Adding daily data to PDTs without INSERT

(Brad Gowland) #1

PDTs are a great tool to keep some of our data cleaning and shaping processes as flexible and close to our analysts as possible. We frequently have to adjust our data cleaning requirements, and the simplicity of changing SQL in PDTs is great for this. Like many others I’ve heard from here, however, a major limitation we encounter with PDTs is the lack of an INSERT function to append new daily data. We add millions of rows to our fact table each day, totaling billions of rows in our data warehouse. Processing all of this data from scratch each night isn’t possible, but we love the flexibility of managing our filtering methodology in PDTs.

To address this problem we use a system of what we call Historical and Current PDTs. Each runs with a different datagroup_trigger, and covers a different period of time.

Historical PDTs run on the first Sunday of each month, and cover the full history of our data warehouse up to the processing date. Current PDTs run on a daily trigger, and contain data from the 1st of the month until the present date. A UNION of the Historical and Current PDTs creates our full fact table. In this manner, we process a maximum of 31 days of new data each night, and use UNION as a workaround for INSERT. 31 days is not an insignificant amount of data for us, and the UNION process can still take some time, but the system is far more agile than processing the entirety of our data each night. Having a small Current data component of our larger PDT also allows us to recover more quickly from errors in our nightly ELT, rebuilding only recent days and leaving the Historical PDT untouched.

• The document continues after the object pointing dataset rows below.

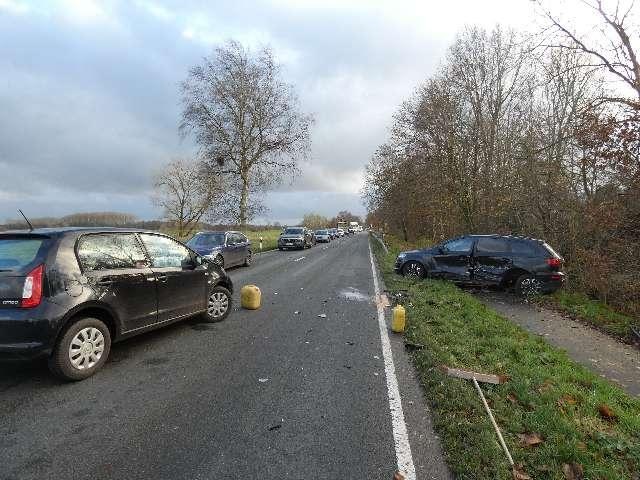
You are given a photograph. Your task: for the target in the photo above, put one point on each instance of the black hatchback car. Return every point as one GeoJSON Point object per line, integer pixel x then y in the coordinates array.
{"type": "Point", "coordinates": [528, 265]}
{"type": "Point", "coordinates": [67, 294]}
{"type": "Point", "coordinates": [229, 249]}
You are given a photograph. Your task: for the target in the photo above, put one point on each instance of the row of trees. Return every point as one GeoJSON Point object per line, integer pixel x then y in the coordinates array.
{"type": "Point", "coordinates": [518, 135]}
{"type": "Point", "coordinates": [250, 132]}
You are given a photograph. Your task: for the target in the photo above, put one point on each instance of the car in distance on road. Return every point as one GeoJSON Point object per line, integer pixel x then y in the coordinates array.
{"type": "Point", "coordinates": [528, 265]}
{"type": "Point", "coordinates": [323, 236]}
{"type": "Point", "coordinates": [69, 293]}
{"type": "Point", "coordinates": [229, 249]}
{"type": "Point", "coordinates": [295, 237]}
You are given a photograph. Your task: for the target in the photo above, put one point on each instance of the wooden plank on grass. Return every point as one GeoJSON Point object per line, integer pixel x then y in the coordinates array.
{"type": "Point", "coordinates": [469, 375]}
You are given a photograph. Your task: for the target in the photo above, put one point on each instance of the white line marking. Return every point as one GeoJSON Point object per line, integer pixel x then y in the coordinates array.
{"type": "Point", "coordinates": [400, 435]}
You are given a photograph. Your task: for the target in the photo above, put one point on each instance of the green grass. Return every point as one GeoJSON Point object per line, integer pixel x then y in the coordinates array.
{"type": "Point", "coordinates": [592, 311]}
{"type": "Point", "coordinates": [548, 393]}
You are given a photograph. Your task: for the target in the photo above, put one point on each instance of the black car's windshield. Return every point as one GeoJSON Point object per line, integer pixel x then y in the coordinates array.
{"type": "Point", "coordinates": [16, 253]}
{"type": "Point", "coordinates": [207, 240]}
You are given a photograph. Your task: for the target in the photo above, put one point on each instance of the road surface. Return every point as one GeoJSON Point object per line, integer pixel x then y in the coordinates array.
{"type": "Point", "coordinates": [276, 393]}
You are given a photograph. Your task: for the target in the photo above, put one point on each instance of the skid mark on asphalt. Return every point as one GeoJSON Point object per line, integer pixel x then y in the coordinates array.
{"type": "Point", "coordinates": [351, 293]}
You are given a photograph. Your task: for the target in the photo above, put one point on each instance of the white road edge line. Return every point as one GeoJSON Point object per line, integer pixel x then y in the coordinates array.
{"type": "Point", "coordinates": [400, 435]}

Has anybody else used a similar tiered system of PDTs as a substitute for inserting new rows? We’ve thought about having an even more long-term tier for historical data, possibly even only rebuilding data from more than a year ago quarterly or annually. Is there a maximum age for PDTs, or any other drawbacks for maintaining very rarely rebuilt PDTs that we should be concerned about?


(Izzy) #2

Regarding your base issue of not being able to use INSERT: Have you tested out create_process:?
The example on that page has a 2-step PDT creation process, where one step is an INSERT. I actually haven’t tested out how a PDT that just inserts will play, but it could be worth a shot since it sounds like it would drastically simplify your workflow.

1 Like

(Fabio) #3

Hi @bradgowland (Brad?),

Yes, I’ve worked on some advanced incremental PDT use cases recently and am planning on writing up an article next week. I’ll make sure to let you know once I publish that.

In the meantime, I have a couple of questions about your setup -

  1. What data warehouse / dialect are you using?

  2. In your union between the historical and the current, are you using a literal UNION, or a UNION ALL. If the former, I would definitely recommend switching to UNION ALL!


(Brad Gowland) #4

Hi Fabio!

Thanks for the response - to your questions:

  1. We use Redshift.
  2. Should have been more clear in my post! We do use UNION ALL. I have a nightly test that runs to check that we don’t have any overlap between max and min dates in the incremental tables instead of using UNION to dedupe.

Will definitely check out your article when that’s up.